At slideshare we’ve definitely been impacted by our choice of Ruby as a language, and Rails as a platform. Ruby has been a lovely language to develop in, but it IS slow. Everyone agrees about this: it’s not even a controversial statement. But somehow, having to actually slap down your credit card and rent a bunch more servers really drives the disadvantages of this home in a way that just talking about it doesn’t! Another issue is that the more computers you have, the more you have to manage. That means you’re spending more money on system administration earlier, and you’ll need to figure out how to rapidly deploy new machines.
There’s another implication of the “throw CPU at the problem” solution. Small startups like us often pay for load balancing as a service, rather than owning their own $40,000 load balancer. The load balancer services the public IP address and distributes the inbound web traffic to an arbitrary number of servers. The smart thing to do in this case is to put your web servers on different boxes from your app servers. Otherwise you’ll end up spending a lot of money on load balancing just to add more CPU! This is no big deal (it’s actually the clean way to organize your servers), but it’s a good idea to architect your Rails app with the assumption that you’ll have 3 servers (dbase, app, web) from day one.
The other issue, the more serious issue in my opinion, is raw latency. We’re not happy with the page response time of slideshare yet, even when it’s not under load. To be fair, we’ve barely begun the profiling, tuning, and optimization needed. But if it turns out that Ruby is what’s stopping us from getting the sub-second response times we want, it will be a huge bummer. I can’t say (for sure) that Ruby is at fault here though. The fault for the moment lies with us and the fact that we haven’t been able to spend as much time on profiling and tuning as we’d like!
That’s Ruby. Rails brings its own issues of scaling, mainly the fact that it is single-threaded. This means you need to have a bunch of app-server instances running on each box, which means you need a software load balancer, which is just one more piece of software that needs to be maintained, monitored, and occasionally fixed. More complexity! Yuck. But not THAT big a deal.
The database problem that Alex Paynt mentions is more serious. There are two scenarios. One is the fairly simple and common-place scenario of talking to a database cluster that has one master database (for writes) and a bunch of slave databases (for reads). The trickier scenario is when you have multiple databases that have DIFFERENT data in them, and you’re trying to retrieve this information and use it in a web app.

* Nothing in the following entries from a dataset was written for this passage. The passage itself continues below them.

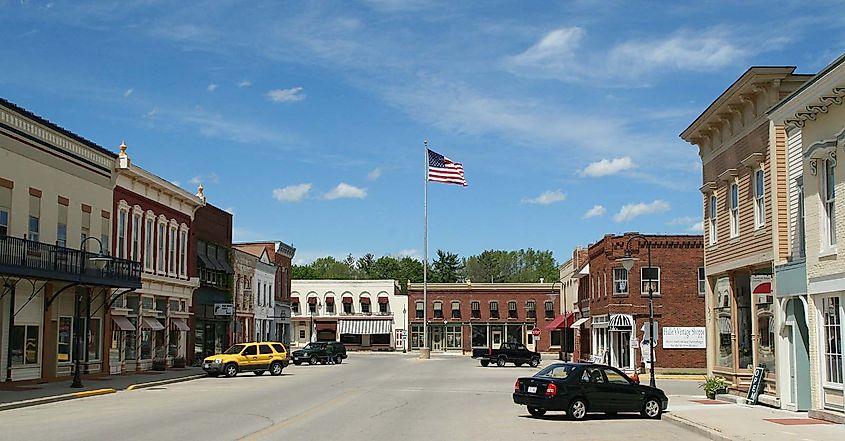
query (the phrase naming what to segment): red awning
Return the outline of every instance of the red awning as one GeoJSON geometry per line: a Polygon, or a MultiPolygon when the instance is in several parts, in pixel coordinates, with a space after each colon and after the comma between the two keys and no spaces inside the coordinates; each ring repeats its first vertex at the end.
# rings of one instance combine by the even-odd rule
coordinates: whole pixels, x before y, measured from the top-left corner
{"type": "Polygon", "coordinates": [[[316,305],[317,304],[317,298],[316,297],[309,297],[308,298],[308,304],[309,305],[316,305]]]}
{"type": "Polygon", "coordinates": [[[352,297],[344,297],[343,303],[352,303],[352,297]]]}
{"type": "Polygon", "coordinates": [[[291,297],[291,298],[290,298],[290,302],[291,302],[292,304],[296,304],[296,305],[298,305],[298,304],[299,304],[299,297],[291,297]]]}
{"type": "Polygon", "coordinates": [[[111,319],[114,322],[114,324],[117,326],[117,329],[120,330],[120,331],[134,331],[135,330],[135,325],[133,325],[132,322],[130,322],[128,318],[126,318],[122,315],[113,315],[111,319]]]}
{"type": "Polygon", "coordinates": [[[546,325],[547,331],[554,331],[557,329],[565,329],[572,326],[572,323],[575,322],[575,314],[571,312],[567,312],[565,316],[559,315],[552,320],[551,323],[546,325]],[[564,323],[565,322],[565,323],[564,323]]]}
{"type": "Polygon", "coordinates": [[[316,322],[314,327],[317,328],[317,332],[337,331],[337,322],[316,322]]]}
{"type": "Polygon", "coordinates": [[[370,304],[370,298],[369,297],[361,297],[361,304],[362,305],[369,305],[370,304]]]}
{"type": "Polygon", "coordinates": [[[326,297],[326,305],[334,305],[334,297],[326,297]]]}
{"type": "Polygon", "coordinates": [[[754,294],[771,294],[772,282],[763,282],[754,288],[754,294]]]}
{"type": "Polygon", "coordinates": [[[378,302],[379,303],[390,303],[390,299],[388,299],[387,297],[379,297],[378,302]]]}
{"type": "Polygon", "coordinates": [[[191,328],[188,327],[188,324],[185,322],[183,318],[172,318],[170,319],[170,326],[177,330],[177,331],[190,331],[191,328]]]}

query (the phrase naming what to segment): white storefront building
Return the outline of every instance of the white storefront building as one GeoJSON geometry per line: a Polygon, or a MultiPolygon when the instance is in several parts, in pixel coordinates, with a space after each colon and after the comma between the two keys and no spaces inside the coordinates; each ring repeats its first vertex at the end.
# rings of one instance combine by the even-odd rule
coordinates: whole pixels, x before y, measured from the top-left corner
{"type": "Polygon", "coordinates": [[[276,266],[270,262],[267,251],[255,263],[255,280],[252,283],[255,299],[255,341],[275,341],[273,325],[275,313],[276,266]]]}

This is usually because your web app has too many writes, so you’ve needed to split it into multiple master databases, and shard your database..
I’m unclear which scenario twitter was experiencing, although thinking about the wtitter application, it seems likely that it’s the latter.
Fortunately, the response to this conversation about Ruby and multiple databases has been pretty immediate. A GEM (Magic Multi-Connections) has already been written. Sweet!
We’re really happy that this whole conversation happened BEFORE we faced this problem (we have only one database server at present). Magic Multi-Connections will definitely come in handy when we need to scale up to two or three database machines! That’s the magic of open source (free code!), and also the magic of Rails (rapid development).
I hope that Magic MultiConnections is the solution to connecting to multiple databases with rails. I’ll report back as we start to play around with it!

2 thoughts on “Scaling Rails : twittering about scale

  1. Mandy April 18, 2007 / 11:46 pm

    We’ll get you to use cakePHP very soon 😉 – just replying to ur comment 😉
    When all this rail bashing had started from Joel Spolsky’s blog, he made it very clear that Ruby as a language was slow – Rails comes much later.
    And the multiple DB issue you were facing with rail (is already there in cakePHP core). It’s good that they could solve it quickly before you guys faced it!
    Yes, toy sites are easy to make, but making scalable applications is the challenge 🙂
    -Mandy.

  2. Mandy April 24, 2007 / 10:32 pm

    Hey Jon, so wat do u guys use to check how many requests/sec you are getting on your site? Are you using some kind of a log analyzer to do that?